May 18, 2011

Behavioral Marketing Should Fuel Ideas and Inform Planning

As advertising has changed, so have the roles of strategists and planners. We must go ever deeper in pursuit of human understanding, past traditional approaches to customer research and segmentation, beyond understandings of demographics, lifestyles and attitudes. We have to understand why individuals and groups behave as they do in different circumstances and in different contexts. To gather real understanding and insight that can fuel ideas to truly ignite our clients’ businesses [...]

Luckily there are tools, frameworks and research which allow us to do just that. Some of them much in vogue at the moment.

Behavioral Economics for example, that tells us why social, cognitive and emotional factors mean people don’t behave as rational economic models suggest they should. Identity Economics explains why people – facing the same economic circumstances – make different choices based on their own identities and the norms they encounter in the contexts of their social, family and working lives.

Academic research in both areas throws up fascinating potential for marketers.

Take the example of consumers in the US and Italy who were asked to either scale up from a plain pizza base by adding toppings or scale down from a fully loaded pizza by removing toppings. In each country consumers ended up with more toppings and a more expensive pizza in the scale down scenario than in the scale up scenario. A result explained through the behavioural principle of ‘loss aversion’.
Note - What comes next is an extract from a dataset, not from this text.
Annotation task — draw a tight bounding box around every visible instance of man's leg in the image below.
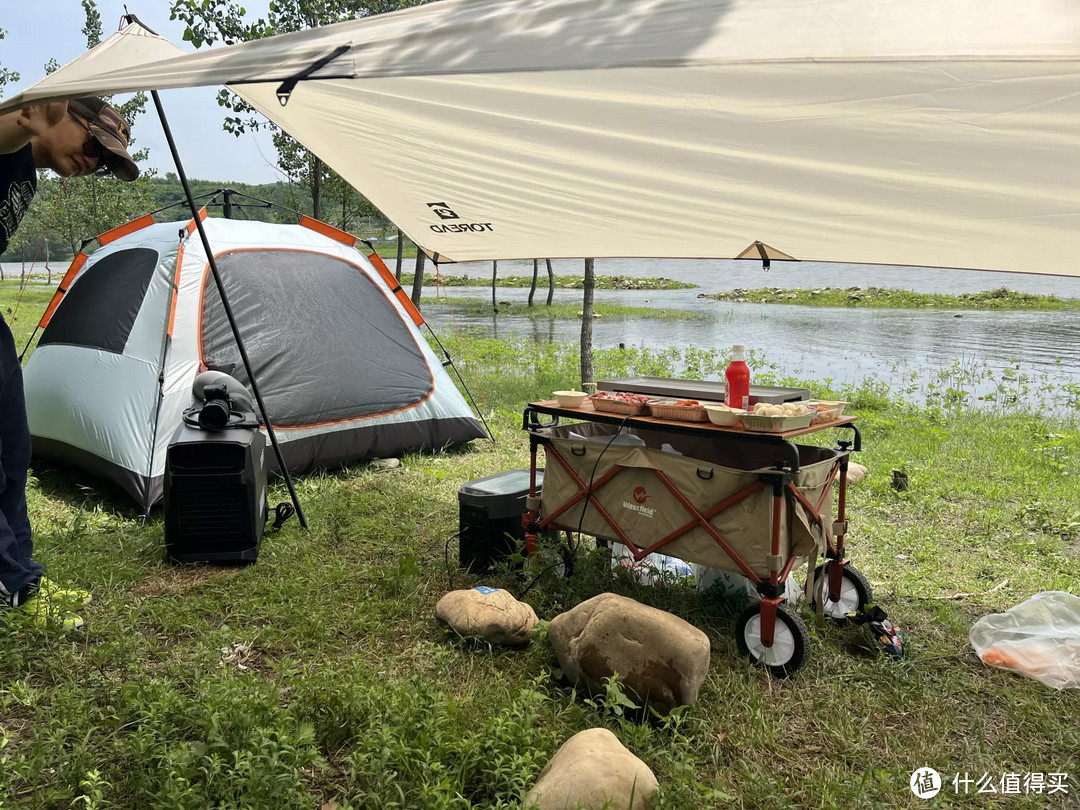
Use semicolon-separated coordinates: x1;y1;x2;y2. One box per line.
0;318;45;605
Or take the experiment that showed consumers who paid a discounted price for an energy drink positioned as increasing mental agility, derived less actual benefit from drinking it (measured in ability to solve puzzles) than consumers who purchased and consumed the exact same product but paid its regular price. Thus showing how the actual efficacy of products – not just the way they make us feel – can be changed by marketing actions such as discounting.

Just a little lateral thinking tells you that such behavioural insights have a plethora of exciting and profitable applications across sectors. From the car industry to retail, software and beyond.

And how, by understanding the role of behaviours and contexts more deeply, it becomes easier to identify where marketing and marketing communications can play a role, and have the biggest impact in today’s world.